LISTSERV mailing list manager LISTSERV 16.0

Help for ZNG Archives


ZNG Archives

ZNG Archives


[email protected]


View:

Message:

[

First

|

Previous

|

Next

|

Last

]

By Topic:

[

First

|

Previous

|

Next

|

Last

]

By Author:

[

First

|

Previous

|

Next

|

Last

]

Font:

Proportional Font

LISTSERV Archives

LISTSERV Archives

ZNG Home

ZNG Home

ZNG  November 2002

ZNG November 2002

Subject:

CQL Simple Names (IMPT!)

From:

Robert Sanderson <[log in to unmask]>

Reply-To:

Z39.50 Next-Generation Initiative

Date:

Tue, 12 Nov 2002 18:46:52 +0000

Content-Type:

TEXT/PLAIN

Parts/Attachments:

Parts/Attachments

TEXT/PLAIN (162 lines)

As I unfortunately predicted, an extremely thorny problem was discovered
yesterday.  Although this mail is very long, I wanted to cover all of the
ground that we did yesterday so as to hopefully not go over it again.
The end result is a more functional CQL specification and a more
interoperable SRW.


The current situation:

Record schemas and index sets are refered to by simple name, described
in the Explain record.  The record should be retrieved, parsed and
then further queries use this information to interact with the server.

The issue:

There is no session for which the Explain can be declared valid for.
Even by the time that the client reconnects to perform its first
query, the Explain may be invalid.  While this particular situation
may be unlikely, it is significantly more likely that the Explain
information will change over the course of a single user's interaction
with the database.  The only resolution using the current system is to
fetch the Explain record repeatedly -- the more often it is fetched
the more likely it is to be valid.  This is simply not supportable.

'Solutions'

The following solutions were discussed:

* Have a guaranteed valid until time for Explain records.
  BUT this is just more 'session' support which has already been rejected
  (ala authenticationToken) Also servers would never be able to change if
  they have constant connections.

* Retrieve the last modified time for the Explain record.
  BUT this doesn't solve the underlying issue, it just reduces the amount
  of data transfered, making it easier to ask repeatedly, but you still
  need to do it.

* Maintain a registry of names for all schemas and indexsets.
  BUT it's a lot of work and people will ignore it.  First in gets the best
  short names.  So we end up with SRW-Rob-IndexSets-myIndexSet.  Or
  'SRW cybersquatters'.

* Send the URI for the indexSet/Schema in place.
  BUT ugly for Schemas and intolerable for IndexSets. Bad for SRU.

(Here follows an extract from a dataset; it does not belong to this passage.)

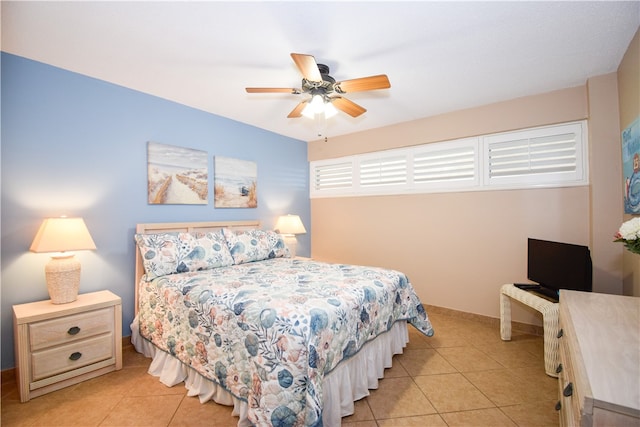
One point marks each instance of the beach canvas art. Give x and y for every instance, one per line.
x=235, y=183
x=176, y=175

* Send the mapping between URI and simple name in a separate parameter
  BUT CQL needs to be able to stand alone.  This ties it to SRW again and
  already that is looking to be an unacceptable solution.  Mike reports
  that people are asking for CQL support in non SRW focused products /already/.
  The query simply -has- to somehow stand by itself and not rely on other
  information in the request.


Final Solution:

The only way to be sure is to send the URIs, not simple names.  This has
been rejected in the past for length of URL reasons for SRU, but this is
very unlikely to ever be an issue in practice. Much more unlikely than the
problem which it solves.

Schemas can be sent directly and should always be used making the simple
names for schemas redundant.  This occurs in the recordSchema request
parameter, the schema parameter of sort and in the schema field of the
returned record.

Indexsets on the other hand need to be typable.  Our solution for this is
to send the mapping used to the server, rather than hoping that the
server's mapping hasn't changed since it was last fetched.  This cannot be
done in a separate parameter, so we need to change X/CQL.

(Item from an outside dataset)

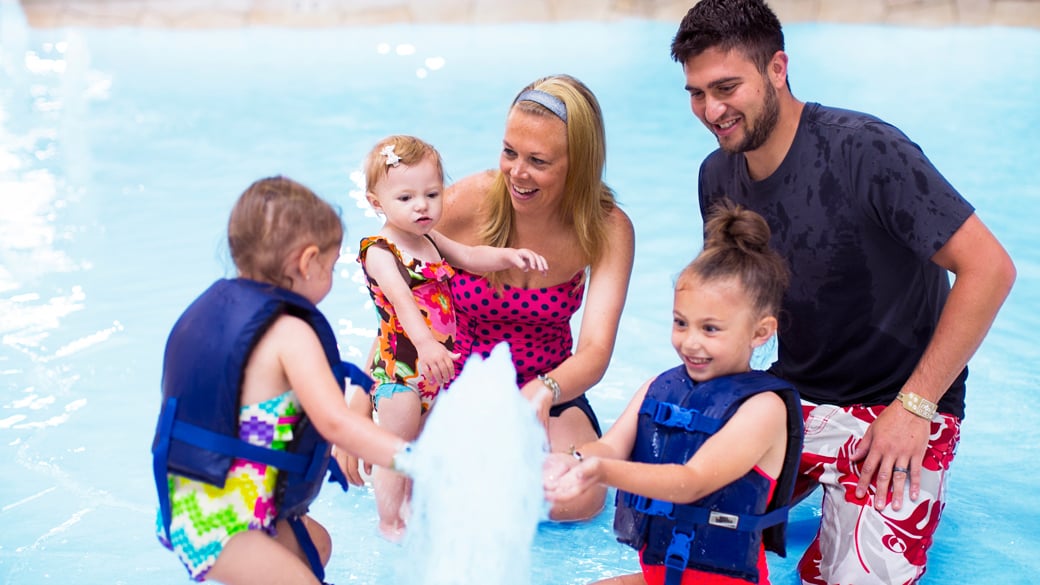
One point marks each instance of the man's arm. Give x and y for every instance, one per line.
x=984, y=274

This is a relatively simple change -- we remove the simple names from the
Explain record for record schemas and everywhere that they were used we
now use the full URI identifier.  The change for CQL was designed (with
much agonising) to be completely backwards compatible.  All currently
valid CQL queries will be compatable after this change.

CQL Specifics:

The change for CQL is to allow a mapping to be sent before any cql-query
or searchClause.  The mapping applies to anything contained within that
searchClause or boolean triple.

After trying many possibilities, we arrived at the following syntax which
we believe to be unambiguous and not require multiple token lookahead.
        '>' [identifier '='] term
identifier is the simple name and term is the URI to which it is assigned.
If identifier = is omited then it gives a default index set URI.
This can be repeated to give multiple name definitions.

For example:

> dc="http://www.dublincore.org/" > b="http://www.loc.gov/.../bath/"
(dc.title = "fish" and b.author = "^Smith, J*")

which is equivalent to

( > dc="http://www.dublincore.org" dc.title = "fish" and
  > b = "http://...bath/" b.author="^Smith, J*" )

Other examples:

( > "http://www.dublincore.org" title = "fish" )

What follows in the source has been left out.